Assessment of primary RAC categorization
Considering that the structured report of pelvic mpMRI based on MET-RADS-P guidelines performed better than the conventional report in lesion detection, the researchers further analyzed its effect on RAC categorization for the two senior radiologists and two junior radiologists.
As shown in Table 3, the two senior radiologists achieved high agreement with the reference standard for the primary RAC values [K values: S1 vs. reference: 0.77 (0.60–0.94); S2 vs. reference: 0.76 (0.62–0.93)]. The overall agreement between the two senior radiologists for the primary RAC pattern was excellent [K value: 0.81 (0.70–0.96)]. For the two junior radiologists, the agreement using the reference standard was substantial [K value: J1 vs. reference: 0.67 (0.53–0.85); J2 vs. reference: 0.69 (0.51–0.83)]. The overall interreader agreement between the two junior radiologists had a K value of 0.76 (0.61–0.85).

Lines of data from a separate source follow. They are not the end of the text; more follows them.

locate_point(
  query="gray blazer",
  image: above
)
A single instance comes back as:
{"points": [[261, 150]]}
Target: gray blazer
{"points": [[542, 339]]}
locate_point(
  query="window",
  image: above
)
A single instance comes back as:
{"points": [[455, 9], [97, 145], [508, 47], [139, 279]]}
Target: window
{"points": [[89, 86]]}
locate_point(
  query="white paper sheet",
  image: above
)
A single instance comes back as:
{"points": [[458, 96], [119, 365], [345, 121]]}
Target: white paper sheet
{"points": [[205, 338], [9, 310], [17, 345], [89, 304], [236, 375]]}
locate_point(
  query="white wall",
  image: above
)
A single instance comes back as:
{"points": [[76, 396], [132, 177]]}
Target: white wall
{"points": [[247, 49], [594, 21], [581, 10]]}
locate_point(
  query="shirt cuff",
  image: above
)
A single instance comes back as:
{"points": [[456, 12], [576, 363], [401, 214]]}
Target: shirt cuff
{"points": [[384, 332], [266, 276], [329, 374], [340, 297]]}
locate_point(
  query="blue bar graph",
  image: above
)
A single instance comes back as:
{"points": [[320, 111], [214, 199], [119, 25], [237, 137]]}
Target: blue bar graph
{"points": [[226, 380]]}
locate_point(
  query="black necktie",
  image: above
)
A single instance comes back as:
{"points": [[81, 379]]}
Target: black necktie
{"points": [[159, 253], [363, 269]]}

Assessment of secondary RAC categorization
As shown in Table 4, for the four radiologists, the agreement was substantial for S1/S2 and the reference standard [K values: S1 vs. reference: 0.71 (0.53–0.96); S2 vs. reference: 0.70 (0.54–0.93)], and moderate for J1/J2 and the reference standard [K values: J1 vs. reference: 0.58 (0.41–0.72); J2 vs. reference: 0.59 (0.43–0.74)]. The interreader agreement was substantial for both senior and junior radiologists [S1 vs. S2: 0.75 (0.61–0.87); J1 vs. J2: 0.72 (0.53–0.86)]. The primary and secondary RAC values for each region are summarized in the Supplementary Material (Supplementary Table 3).